The New York Times

Wednesday, December 10, 1862

Price Three Cents

Vol. X11-NO.3499




Rapid Movements of the National

Forces Under General Grant

A Skirmish Near Oxford on Thursday Morning.

An Engagement Near Coffeeville, Forty Miles Below on Friday Night Our Loss- Killed- Wounded, and 60 Missing The Rebel Loss 300


Cairo, Ill, Monday, Dec 8

Oxford Mississippi news to Thursday last, states that the rearguard of the rebels under the command of Gen. Jackson had a skirmish on that morning with the National Advance force near the town. The main body of the rebel army, forty thousand strong, passed through Oxford Twelve hours before. The number of the rebel sick and wounded is said to be very large.


Chicago, Tuesday, Dec. 9

A special dispatch dated the 7th inst., from Oxford, Miss., save that Col. Dickey’s Cavalry had a two hours engagement with the rebels, near Coffeeville, on Friday night. The rebels are said to have had 5,00 Infantry, cavalry and artillery. The National Loss was, five killed, fifty wounded and sixty missing. The rebel loss was 300 killed and Wounded.



Louisville, Ky., Tuesday, Dec 9

Three thousand rebel cavalry, supposed to be under Forrest, intending to make another raid into Kentucky, or a dash on Fort Donelson, were at Clarksville today.
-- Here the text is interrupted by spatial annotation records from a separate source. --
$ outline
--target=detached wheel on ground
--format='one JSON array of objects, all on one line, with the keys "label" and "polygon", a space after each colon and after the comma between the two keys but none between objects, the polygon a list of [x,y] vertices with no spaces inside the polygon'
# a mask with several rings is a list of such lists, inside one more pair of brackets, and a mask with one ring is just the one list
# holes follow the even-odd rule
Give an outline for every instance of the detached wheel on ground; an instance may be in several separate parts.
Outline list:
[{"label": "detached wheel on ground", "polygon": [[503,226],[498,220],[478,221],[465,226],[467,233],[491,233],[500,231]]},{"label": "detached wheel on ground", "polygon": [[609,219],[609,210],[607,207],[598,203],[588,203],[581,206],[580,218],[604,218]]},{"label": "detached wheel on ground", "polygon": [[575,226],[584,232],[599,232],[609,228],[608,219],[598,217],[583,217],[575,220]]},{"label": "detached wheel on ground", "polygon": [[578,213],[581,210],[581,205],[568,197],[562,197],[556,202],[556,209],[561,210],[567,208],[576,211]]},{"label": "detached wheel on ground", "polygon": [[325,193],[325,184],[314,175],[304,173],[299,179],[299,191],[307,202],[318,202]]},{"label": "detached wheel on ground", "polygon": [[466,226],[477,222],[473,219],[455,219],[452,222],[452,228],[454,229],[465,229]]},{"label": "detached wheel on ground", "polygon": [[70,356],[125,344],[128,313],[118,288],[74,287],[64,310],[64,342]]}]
Passengers from Gallatin contradict the story of the engagement there between fry and rebels. They say no recent fight has occurred there.



From the Cincinnati Gazette, Dec 8

We have full confirmation this morning of the evacuation of Grenada, Miss., by the rebels. A private dispatch from one of our correspondent’s states that Gen. Grant’s army had concentrated at that place. The expedition from Helena commanded by Gen’s. Hovey and C. C. Washburn, had succeeded in cutting the Mississippi Central Railroad south of Grenada, and subsequently advanced upon and took possession of the latter place. The rebels, unable to move the rolling stock, destroyed the cars and locomotives. There are no positive advices as to the position of the rebels, but we are left to infer that they retreated to Columbus, Miss., southeast from Grenada, on the Mobile and Ohio railroad. From this point they still have railroad communication, via Meridian and Jackson, with Vicksburg; or they can get around to East Tennessee and join Bragg. It has been intimated heretofore that the rebel armies, if they should find themselves unable to operate separately, with the prospect of success, would abandon either the Mississippi line or East Tennessee, and unite against Rosecrans and Grant. Their failure to offer resistance to Grant so far would indicate that there has been no junction in Mississippi, as it would also that Pemberton is not strong enough to meet Grant. However, it is impossible to tell, from the course that has been adopted by the enemy, what the rebel plan is. If Pemberton has gone to Columbus, Grant must follow him, for a rebel army cannot be allowed to remain there, with our army even at Grenada. From Columbus they could, if not pressed, easily pounce upon Corinth. Gen grant, in order to protect his communications, must as he moves south, drive the rebels before him. The situation in Mississippi is getting more and more interesting. The gunboat fleet will now soon be heard from. The boats are in motion. And many days will not elapse before the strength of Vicksburg is tried once more.



The rebellion

(7th Kansas Cavalry and the 4th Illinois Cavalry were involved in this action)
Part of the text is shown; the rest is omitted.